The planning process followed the general steps of bicycle infrastructure planning, as outlined in a resourceful publication of the Mexican arm of the Institute for Transportation and Development Policy (ITDP Mexico) known as Ciclociudades . Adapted to the local context, this process can be divided into four main stages:

  1. Diagnostic: The first step of the process is a diagnostic of the current situation of the city of Cabo San Lucas. Painting an accurate picture of the current situation from different angles is crucial in understanding the reality in which the project is being developed. Of course, mobility is a crucial aspect of the analysis as it reflects people’s travel preferences, which are based on people’s origins, destinations and mode of travel. Origins are usually homes and destinations are locations where people work, study, recreate and shop. Based on this information and on other relevant considerations (timeline, resources, political and social acceptability) a study area is identified.
  2. Route analysis and design options: Next, an analysis of land uses, demographics, street characteristics, and key destinations as variables is performed for the study area. These factors are used to compare different route options with the most appropriate design for each case.
  3. Route selection: Based on this comparative analysis, the best routes are selected to create a bicycle infrastructure network. The overall architecture of the network influences the route selection. This means that each route is chosen not on an individual basis, but rather in relation to the overall “fit” with the network. The basic criteria that should define cycling infrastructure, as mentioned in the Ciclociudades publications, are directness, safety, coherence, attractiveness and practicality.
  4. Design options selection: Lastly, design options for each section of the network are proposed based on the above mentioned criteria.
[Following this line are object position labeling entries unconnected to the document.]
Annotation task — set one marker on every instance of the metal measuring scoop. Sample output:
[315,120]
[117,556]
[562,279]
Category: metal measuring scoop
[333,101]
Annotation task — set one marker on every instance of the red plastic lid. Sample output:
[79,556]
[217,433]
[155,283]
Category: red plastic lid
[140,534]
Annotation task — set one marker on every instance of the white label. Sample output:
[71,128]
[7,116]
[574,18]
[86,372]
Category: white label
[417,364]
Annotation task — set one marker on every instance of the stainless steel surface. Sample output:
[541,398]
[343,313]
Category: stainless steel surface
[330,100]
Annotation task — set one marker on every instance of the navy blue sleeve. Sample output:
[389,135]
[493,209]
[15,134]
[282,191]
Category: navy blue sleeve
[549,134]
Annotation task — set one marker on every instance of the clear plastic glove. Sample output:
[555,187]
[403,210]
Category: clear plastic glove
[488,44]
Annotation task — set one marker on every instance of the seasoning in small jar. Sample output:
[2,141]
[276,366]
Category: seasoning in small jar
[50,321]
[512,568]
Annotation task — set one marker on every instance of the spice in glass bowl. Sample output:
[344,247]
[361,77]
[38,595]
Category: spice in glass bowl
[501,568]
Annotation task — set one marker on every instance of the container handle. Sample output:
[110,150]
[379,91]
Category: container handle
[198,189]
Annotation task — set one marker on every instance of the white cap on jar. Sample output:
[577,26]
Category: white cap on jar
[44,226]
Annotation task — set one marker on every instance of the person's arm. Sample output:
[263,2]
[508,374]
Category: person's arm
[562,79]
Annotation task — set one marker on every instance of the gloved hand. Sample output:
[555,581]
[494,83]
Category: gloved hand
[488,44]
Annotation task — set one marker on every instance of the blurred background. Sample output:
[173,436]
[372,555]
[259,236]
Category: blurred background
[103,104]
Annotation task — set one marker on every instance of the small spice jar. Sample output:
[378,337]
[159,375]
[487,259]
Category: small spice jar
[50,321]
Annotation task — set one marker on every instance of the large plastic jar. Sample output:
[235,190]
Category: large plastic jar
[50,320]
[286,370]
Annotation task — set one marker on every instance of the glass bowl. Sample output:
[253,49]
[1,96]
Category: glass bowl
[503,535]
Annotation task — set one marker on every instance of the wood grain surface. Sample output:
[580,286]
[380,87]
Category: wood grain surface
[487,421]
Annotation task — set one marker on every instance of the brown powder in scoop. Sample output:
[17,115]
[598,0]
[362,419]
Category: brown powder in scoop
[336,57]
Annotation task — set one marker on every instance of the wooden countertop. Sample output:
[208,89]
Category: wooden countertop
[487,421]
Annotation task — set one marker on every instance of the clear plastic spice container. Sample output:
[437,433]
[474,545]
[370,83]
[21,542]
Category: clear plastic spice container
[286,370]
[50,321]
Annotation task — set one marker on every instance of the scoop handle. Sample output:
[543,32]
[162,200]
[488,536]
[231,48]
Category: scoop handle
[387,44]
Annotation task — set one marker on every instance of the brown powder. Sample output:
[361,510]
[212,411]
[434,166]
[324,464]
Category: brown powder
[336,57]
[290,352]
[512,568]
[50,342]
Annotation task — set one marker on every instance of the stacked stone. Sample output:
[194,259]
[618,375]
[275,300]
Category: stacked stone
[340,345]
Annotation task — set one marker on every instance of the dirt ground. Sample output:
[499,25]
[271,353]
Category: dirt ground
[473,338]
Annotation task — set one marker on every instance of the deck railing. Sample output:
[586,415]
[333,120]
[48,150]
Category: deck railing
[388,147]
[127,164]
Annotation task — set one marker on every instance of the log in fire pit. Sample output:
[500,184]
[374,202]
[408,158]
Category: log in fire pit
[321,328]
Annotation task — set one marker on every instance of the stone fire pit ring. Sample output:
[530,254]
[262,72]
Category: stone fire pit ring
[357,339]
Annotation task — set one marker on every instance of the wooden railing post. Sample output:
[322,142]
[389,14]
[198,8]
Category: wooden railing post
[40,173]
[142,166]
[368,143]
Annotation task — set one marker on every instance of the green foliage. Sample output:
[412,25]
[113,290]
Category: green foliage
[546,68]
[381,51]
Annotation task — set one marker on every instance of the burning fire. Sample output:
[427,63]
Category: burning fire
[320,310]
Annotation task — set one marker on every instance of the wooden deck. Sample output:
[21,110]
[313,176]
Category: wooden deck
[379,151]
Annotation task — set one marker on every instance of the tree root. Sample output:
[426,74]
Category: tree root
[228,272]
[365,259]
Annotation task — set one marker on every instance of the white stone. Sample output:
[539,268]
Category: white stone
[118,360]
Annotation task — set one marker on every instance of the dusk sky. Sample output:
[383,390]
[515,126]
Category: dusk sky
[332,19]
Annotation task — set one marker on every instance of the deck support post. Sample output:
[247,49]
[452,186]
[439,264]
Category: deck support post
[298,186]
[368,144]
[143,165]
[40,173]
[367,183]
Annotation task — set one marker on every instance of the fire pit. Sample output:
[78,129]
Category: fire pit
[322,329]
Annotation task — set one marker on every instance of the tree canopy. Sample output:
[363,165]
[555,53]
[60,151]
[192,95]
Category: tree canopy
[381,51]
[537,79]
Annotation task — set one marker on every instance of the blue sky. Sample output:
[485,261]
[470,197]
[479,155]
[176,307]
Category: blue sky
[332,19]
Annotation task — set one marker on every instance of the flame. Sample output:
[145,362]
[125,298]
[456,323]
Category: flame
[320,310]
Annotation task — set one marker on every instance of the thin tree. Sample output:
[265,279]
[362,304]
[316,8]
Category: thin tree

The general approach taken in this study was to try to only use segregated bicycle lanes (Image 1) when on-site conditions required their use, and to try to use the concept of a “shared street”, also known as bicycle boulevards (Image 2), whenever possible. This general strategy ensures the best use of the limited financial resources, given segregated bicycle lanes are more expensive to build than shared streets. The shared street concept implies traffic calming and design measures that create conditions in which cyclists have the priority over vehicles and can ride safely with minimal infrastructure investment.

Image 1: Segregated bicycle lanes (Source: ITDP. Ciclociudades. 2011).

Image 1: Segregated bicycle lanes (Source: ITDP. Ciclociudades. 2011).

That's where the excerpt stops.